Machine à laver, illustration. — CLOSON DENIS/ISOPIX/SIPA

On a beau utiliser de la lessive écologique ou laver à froid,  nos lave-linge ont quand même des conséquences néfastes pour l’environnement. Une équipe de scientifiques anglo-saxons a publié le 6 septembre, dans le journal Environmental science and technology, le résultat d’une étude démontrant qu’une grande quantité de microfibres textiles échappent à la filtration des machines et des stations d’épuration, et finissent par polluer les océans.

Polyester, acrylique et polyamide finissent dans l’estomac des poissons

Les analyses réalisées par les biologistes sur les micro-plastiques retrouvés dans les sédiments de 18 rivages différents sur six continents ont mis en évidence la présence de fibres textiles, particulièrement dans les zones densément peuplées. Au Portugal et au Royaume-Uni, la quantité de microfibres dans les sédiments est particulièrement élevée: les chercheurs y ont trouvé 56% de polyester, 23% d’acrylique, 7% de polypropylène, 6% de polyéthylène et 3% de polyamide.

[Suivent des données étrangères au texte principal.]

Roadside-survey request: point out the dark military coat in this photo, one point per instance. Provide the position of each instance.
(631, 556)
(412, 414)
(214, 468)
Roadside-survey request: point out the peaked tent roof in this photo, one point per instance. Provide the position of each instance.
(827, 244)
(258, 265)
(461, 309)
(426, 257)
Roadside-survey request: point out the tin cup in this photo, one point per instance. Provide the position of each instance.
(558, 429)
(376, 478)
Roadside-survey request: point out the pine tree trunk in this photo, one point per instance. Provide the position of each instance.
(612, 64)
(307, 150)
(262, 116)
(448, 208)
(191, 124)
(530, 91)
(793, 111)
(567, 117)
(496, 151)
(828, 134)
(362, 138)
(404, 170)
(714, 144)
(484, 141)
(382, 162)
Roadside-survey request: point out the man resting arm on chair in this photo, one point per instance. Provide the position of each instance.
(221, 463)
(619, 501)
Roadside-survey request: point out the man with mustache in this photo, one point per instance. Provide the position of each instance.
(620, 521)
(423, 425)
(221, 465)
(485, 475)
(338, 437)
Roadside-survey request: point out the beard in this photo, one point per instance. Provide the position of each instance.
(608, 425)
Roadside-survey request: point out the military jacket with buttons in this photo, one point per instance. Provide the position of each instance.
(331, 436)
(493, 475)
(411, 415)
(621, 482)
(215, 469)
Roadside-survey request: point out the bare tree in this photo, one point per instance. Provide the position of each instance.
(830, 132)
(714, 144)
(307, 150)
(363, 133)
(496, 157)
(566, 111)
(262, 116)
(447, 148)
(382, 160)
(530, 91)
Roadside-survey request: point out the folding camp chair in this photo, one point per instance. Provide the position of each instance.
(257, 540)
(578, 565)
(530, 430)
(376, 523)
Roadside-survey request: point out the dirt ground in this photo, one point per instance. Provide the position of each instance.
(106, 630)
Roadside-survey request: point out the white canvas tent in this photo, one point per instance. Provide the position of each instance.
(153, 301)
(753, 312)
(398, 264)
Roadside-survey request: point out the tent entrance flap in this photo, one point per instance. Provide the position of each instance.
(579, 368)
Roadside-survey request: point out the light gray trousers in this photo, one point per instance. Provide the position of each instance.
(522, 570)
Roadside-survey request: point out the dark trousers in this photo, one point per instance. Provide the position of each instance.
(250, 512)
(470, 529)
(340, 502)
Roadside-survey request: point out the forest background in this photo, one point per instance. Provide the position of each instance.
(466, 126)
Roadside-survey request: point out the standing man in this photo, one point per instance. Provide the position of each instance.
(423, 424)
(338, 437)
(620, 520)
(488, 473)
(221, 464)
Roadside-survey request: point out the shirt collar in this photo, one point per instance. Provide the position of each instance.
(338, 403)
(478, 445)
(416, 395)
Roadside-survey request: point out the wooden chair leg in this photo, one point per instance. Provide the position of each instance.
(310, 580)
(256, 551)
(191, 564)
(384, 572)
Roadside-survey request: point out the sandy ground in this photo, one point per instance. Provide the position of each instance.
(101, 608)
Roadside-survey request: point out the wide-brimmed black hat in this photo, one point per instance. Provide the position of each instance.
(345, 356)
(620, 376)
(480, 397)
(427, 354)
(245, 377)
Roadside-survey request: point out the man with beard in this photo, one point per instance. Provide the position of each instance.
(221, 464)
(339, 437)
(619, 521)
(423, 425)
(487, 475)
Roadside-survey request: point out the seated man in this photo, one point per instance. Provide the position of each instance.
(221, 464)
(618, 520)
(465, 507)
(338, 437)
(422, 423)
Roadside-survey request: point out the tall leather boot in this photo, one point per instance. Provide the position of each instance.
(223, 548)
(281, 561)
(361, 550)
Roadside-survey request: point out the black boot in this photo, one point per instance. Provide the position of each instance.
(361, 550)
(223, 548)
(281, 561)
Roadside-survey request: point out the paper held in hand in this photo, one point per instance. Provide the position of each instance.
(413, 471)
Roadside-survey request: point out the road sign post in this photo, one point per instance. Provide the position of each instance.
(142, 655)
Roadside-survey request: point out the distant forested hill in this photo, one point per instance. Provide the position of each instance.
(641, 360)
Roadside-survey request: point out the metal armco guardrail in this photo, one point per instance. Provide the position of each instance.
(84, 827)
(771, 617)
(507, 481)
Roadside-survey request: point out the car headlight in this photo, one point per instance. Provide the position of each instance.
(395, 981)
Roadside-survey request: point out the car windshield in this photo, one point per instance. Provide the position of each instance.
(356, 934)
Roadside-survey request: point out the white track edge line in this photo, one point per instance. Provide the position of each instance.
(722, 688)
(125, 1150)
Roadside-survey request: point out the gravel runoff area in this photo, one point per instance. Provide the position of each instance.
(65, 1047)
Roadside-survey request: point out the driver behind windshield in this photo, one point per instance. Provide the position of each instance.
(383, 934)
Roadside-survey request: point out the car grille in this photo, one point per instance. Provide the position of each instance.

Les scientifiques ont ensuite lavé un seul vêtement pour analyser l’eau qui sortait de la machine. Résultat: plus de 1.900 microfibres se sont échappées. Pour chaque lessive, ce sont plus de 100 fibres par litre d’eau qui partent dans les canalisations. Les scientifiques assurent que le problème pourrait être réglé en améliorant le filtrage en sortie des lave-linge ou en adaptant les stations d’épuration à ces débris microscopiques, de moins de 1 mm. Privilégier des vêtements en fibres naturelles, comme le coton, permettrait aussi d’éviter de propager des résidus plastiques dans les océans.

Les microparticules de plastique qui flottent dans les océans s’immiscent dans la chaîne alimentaire, contaminant le plancton et les animaux qui s’en nourrissent. Elles seraient également responsables d’une pollution invisible aux PCB (polychlorobiphényles), qui rend les poissons contaminés impropres à la consommation.